Decisão do Conpresp abre espaço para escola da Chácara Santo Antônio negociar parte do terreno, mas instituição garante que não vai sair do local

RODRIGO BURGARELLI E VITOR HUGO BRANDALISE, O Estado de S.Paulo

22 de maio de 2010 | 00h00

O mais novo motivo de assédio imobiliário aos colégios tradicionais deve ser a Escola Pueri Domus, também na Chácara Santo Antônio, zona sul da capital. Antigo alvo de incorporadoras, o terreno de 25 mil m² onde fica a escola - de propriedade do Seminário do Verbo Divino - foi liberado na terça-feira pelo Conselho Municipal do Patrimônio Histórico de São Paulo (Conpresp), que tombou só a fachada do Seminário. Não há restrições à maior parte da área.

O processo de tombamento teve início em 2009, a pedido de moradores e empresários do bairro. A solicitação original contemplava todo o conjunto de prédios e as árvores do terreno. No entanto, após um ano de análise, o Conpresp decidiu tombar apenas a frente do prédio principal.

A área é alvo de empreiteiras há pelo menos uma década, quando a ocupação do bairro se intensificou, segundo a Associação de Empresários da Chácara Santo Antônio. "Surgiram muitas torres na última década e a infraestrutura não acompanhou", diz o presidente da organização, Iracélio Perez. "Tombar o conjunto poderia manter características antigas do bairro", explica.

Segundo a Assessoria de Imprensa da Escola Pueri Domus, "há apenas boatos" de que a área pode ser incorporada para a construção de novos empreendimentos. "Não se cogita que a escola deixe o lugar", informou a instituição.
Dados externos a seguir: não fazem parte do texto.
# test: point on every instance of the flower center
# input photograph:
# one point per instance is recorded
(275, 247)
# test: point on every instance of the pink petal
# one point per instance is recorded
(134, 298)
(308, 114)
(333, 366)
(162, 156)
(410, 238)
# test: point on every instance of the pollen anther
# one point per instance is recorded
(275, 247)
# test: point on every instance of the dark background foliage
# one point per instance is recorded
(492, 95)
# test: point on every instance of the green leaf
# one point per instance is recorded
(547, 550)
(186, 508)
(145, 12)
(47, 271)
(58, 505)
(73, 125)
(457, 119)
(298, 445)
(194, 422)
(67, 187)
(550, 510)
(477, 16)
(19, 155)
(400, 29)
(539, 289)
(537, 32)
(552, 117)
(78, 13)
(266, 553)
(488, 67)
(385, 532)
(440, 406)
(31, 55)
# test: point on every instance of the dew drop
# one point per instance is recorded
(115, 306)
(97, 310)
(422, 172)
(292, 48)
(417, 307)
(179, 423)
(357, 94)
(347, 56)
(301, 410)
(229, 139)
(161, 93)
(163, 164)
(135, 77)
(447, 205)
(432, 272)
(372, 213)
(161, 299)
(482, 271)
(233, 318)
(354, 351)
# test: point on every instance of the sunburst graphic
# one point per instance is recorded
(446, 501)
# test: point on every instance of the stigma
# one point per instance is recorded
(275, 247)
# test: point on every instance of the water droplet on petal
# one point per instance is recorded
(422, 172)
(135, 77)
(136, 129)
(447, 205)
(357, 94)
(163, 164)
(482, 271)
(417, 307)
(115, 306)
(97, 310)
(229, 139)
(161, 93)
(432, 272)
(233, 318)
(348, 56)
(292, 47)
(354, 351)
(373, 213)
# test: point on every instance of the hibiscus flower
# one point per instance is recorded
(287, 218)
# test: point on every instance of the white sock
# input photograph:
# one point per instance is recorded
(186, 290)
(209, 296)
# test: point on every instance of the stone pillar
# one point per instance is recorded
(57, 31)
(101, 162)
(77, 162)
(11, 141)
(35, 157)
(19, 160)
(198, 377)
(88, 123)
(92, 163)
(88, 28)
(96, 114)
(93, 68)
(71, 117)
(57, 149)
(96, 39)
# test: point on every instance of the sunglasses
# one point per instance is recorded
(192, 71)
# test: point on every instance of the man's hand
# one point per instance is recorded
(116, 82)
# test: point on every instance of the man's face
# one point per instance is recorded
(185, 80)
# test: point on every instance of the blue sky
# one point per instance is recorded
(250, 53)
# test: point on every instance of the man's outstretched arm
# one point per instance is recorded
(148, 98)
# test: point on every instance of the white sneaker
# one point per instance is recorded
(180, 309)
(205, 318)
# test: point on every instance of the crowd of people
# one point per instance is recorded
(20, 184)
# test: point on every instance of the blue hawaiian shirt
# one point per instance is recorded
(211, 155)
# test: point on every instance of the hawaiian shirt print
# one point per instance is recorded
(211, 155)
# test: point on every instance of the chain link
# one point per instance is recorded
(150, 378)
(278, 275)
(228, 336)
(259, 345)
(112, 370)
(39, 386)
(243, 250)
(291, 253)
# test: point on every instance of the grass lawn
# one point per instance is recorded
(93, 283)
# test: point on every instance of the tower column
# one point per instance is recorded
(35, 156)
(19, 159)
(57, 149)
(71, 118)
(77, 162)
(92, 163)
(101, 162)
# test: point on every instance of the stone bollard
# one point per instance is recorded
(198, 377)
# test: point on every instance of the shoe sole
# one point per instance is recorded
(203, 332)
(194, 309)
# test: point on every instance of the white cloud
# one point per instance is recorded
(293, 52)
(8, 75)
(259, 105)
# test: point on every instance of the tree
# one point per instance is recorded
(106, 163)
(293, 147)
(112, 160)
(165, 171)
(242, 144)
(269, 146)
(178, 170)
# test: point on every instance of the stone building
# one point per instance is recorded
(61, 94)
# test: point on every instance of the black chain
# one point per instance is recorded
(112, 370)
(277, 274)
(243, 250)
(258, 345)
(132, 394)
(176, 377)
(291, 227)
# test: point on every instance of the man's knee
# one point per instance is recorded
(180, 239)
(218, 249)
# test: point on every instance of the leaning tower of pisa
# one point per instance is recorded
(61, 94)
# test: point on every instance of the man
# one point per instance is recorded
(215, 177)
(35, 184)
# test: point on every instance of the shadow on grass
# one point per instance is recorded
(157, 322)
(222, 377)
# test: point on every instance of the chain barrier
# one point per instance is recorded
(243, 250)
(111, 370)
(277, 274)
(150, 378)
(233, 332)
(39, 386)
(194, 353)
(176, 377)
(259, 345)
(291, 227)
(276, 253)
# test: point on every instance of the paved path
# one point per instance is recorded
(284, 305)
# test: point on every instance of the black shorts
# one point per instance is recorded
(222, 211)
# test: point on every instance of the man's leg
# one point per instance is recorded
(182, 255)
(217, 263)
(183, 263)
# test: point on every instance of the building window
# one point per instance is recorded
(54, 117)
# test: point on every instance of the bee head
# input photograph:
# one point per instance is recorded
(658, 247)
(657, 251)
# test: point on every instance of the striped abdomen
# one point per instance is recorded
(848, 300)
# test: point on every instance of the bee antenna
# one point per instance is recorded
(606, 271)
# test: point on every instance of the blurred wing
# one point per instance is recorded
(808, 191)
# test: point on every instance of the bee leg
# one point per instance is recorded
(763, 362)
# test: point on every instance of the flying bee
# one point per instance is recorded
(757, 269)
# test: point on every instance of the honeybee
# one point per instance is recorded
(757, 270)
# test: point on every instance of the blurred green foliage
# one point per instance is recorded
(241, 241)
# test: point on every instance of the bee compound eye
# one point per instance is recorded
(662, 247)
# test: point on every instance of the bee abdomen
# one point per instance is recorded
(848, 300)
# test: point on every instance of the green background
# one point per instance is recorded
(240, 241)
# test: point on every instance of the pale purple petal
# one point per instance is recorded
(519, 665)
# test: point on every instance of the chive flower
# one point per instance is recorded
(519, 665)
Nessa unidade da Pueri Domus estudam atualmente 1.200 alunos.

O Seminário do Verbo Divino, por meio da assessoria jurídica, nega interesse de deixar o local e diz não haver "nem estudo" de vender parte da área para empreiteiras. O seminário era contrário ao tombamento do conjunto.

Mobilização. Localizado na borda do Parque da Aclimação, no Cambuci, o prédio do Colégio Anglo Latino - que faliu em 2005 - também foi alvo de incorporadoras. Em 2007, a construtora Camargo Corrêa comprou o terreno de 4,5 mil m² do antigo colégio por R$ 3,5 milhões. "Um ano depois, fizemos abaixo-assinado com 5 mil assinaturas pedindo a desapropriação do terreno para fazer parte do parque. E conseguimos", disse Roberto Cassebe, diretor do Jornal do Cambuci e Aclimação. A desapropriação foi determinada por lei municipal. A construtora contesta na Justiça o valor oferecido pela Prefeitura.